Jemand lachte. Das war ich.

Wir segelten weiter wie durch Watte. Am Knacken in meinen Ohren merkte ich, dass wir sanken. Wie dick sind eigentlich solche Wolken? Und was war das überhaupt für eine Wolke? Ich sah Deryas Lippen sich bewegen. Beten war eine Möglichkeit.

Springt schon an, ihr dämlichen Motoren!, dachte ich.

Cipión schmiegte sich an mich. Er zitterte. Und etwas sauste mir vors Gesicht. Überall von den Decken hingen auf einmal wie Seegras im Kopfstand orangefarbene Gewächse. Ich erinnerte mich an die Pantomime der Stewardess: Notausgänge, Schwimmwesten und Sauerstoffmasken. Richard langte nach einem Gewächs, zog sich die Maske aber nicht über. Es gab genug Luft. Sein Blick traf mich. Seine milchkaffeebraunen Augen leuchteten. Endlich Ende mit dem irdischen Jammertal. Ich glaube, er war in seinem Leben nur noch auf das Ende wirklich neugierig, auf den Tunnel und was danach kam. Im Gegensatz zu mir beunruhigte es ihn nicht, dass er nicht zurückkehren würde, um sich zu erinnern und allen andern vom Abenteuer des Sterbens zu erzählen. Ja, die Erinnerung, dachte ich, die ist unser Schatz. Die unterscheidet uns vom Tier. Dass wir Momente sammeln und uns kennen, als ob es die Zeit nicht gäbe.

Richard strich Cipión über den Kopf und umfasste meine Hand. Sein Blick wurde ruhig. Ich spürte seine Lippen auf meinen, roch noch einmal seinen Pflegeduft nach Zeder und Zibet. Er hatte in all den Jahren, die ich ihn kannte, kein Jota seines Seins geändert. Der Gute!
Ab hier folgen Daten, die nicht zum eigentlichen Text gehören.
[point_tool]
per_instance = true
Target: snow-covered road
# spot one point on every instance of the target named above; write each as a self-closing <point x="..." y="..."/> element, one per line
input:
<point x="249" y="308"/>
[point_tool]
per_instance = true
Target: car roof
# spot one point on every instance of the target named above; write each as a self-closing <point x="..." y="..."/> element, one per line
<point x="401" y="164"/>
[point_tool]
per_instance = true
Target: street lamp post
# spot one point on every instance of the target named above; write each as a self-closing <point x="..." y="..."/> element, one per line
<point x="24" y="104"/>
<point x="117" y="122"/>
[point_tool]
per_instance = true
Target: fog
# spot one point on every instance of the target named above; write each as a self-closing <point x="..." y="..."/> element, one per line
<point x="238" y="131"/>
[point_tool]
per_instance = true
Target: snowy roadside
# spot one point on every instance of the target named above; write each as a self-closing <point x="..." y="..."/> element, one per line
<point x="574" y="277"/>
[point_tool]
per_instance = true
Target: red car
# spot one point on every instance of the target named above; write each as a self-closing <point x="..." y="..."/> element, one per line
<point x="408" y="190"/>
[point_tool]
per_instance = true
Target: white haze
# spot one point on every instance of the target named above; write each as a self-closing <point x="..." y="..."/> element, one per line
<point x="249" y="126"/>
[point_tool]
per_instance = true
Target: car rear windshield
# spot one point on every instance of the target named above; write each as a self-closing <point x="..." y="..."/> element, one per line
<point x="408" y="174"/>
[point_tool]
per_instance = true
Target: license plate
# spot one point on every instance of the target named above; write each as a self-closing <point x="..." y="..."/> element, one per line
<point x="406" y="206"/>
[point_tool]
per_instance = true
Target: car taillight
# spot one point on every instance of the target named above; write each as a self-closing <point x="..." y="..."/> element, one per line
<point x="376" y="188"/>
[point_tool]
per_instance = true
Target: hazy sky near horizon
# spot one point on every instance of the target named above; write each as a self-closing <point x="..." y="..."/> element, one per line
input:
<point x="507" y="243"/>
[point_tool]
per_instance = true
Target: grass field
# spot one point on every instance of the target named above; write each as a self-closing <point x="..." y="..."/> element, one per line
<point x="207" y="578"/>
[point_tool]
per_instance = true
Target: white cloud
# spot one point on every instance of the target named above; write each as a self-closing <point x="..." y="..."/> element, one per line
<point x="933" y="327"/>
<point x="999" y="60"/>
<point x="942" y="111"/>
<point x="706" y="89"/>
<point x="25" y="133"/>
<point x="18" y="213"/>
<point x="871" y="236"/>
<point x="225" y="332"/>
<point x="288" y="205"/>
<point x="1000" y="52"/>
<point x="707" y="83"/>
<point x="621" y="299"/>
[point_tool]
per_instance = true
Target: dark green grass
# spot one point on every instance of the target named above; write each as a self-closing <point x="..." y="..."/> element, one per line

Ganz Konvention, selbst im Tod dachte er noch an andere, an mich, und vollzog eine Geste, deren Unterlassung ich ihm nur dann hätte vorwerfen können, wenn wir überlebten.

Da fielen wir aus den Wolken. Unter uns Felder und Ortschaften, ab und zu ein von Wegen beschnittenes Wäldchen.

»Da ist Lockerbie«, hörte ich Richard sagen.

Ich sah eine Autobahn, auf der fuhren Autos. »Springt an! Los!«

»Er kann auf der Autobahn notlanden!«, rief hinter mir erleichtert ein Mann. Keine Ahnung in welcher Sprache. Richards Profil sah nicht so aus, als teile er die Ansicht unseres Hintermanns.

Derya betete. Vermutlich in ihrer Muttersprache, vermutlich Kurdisch.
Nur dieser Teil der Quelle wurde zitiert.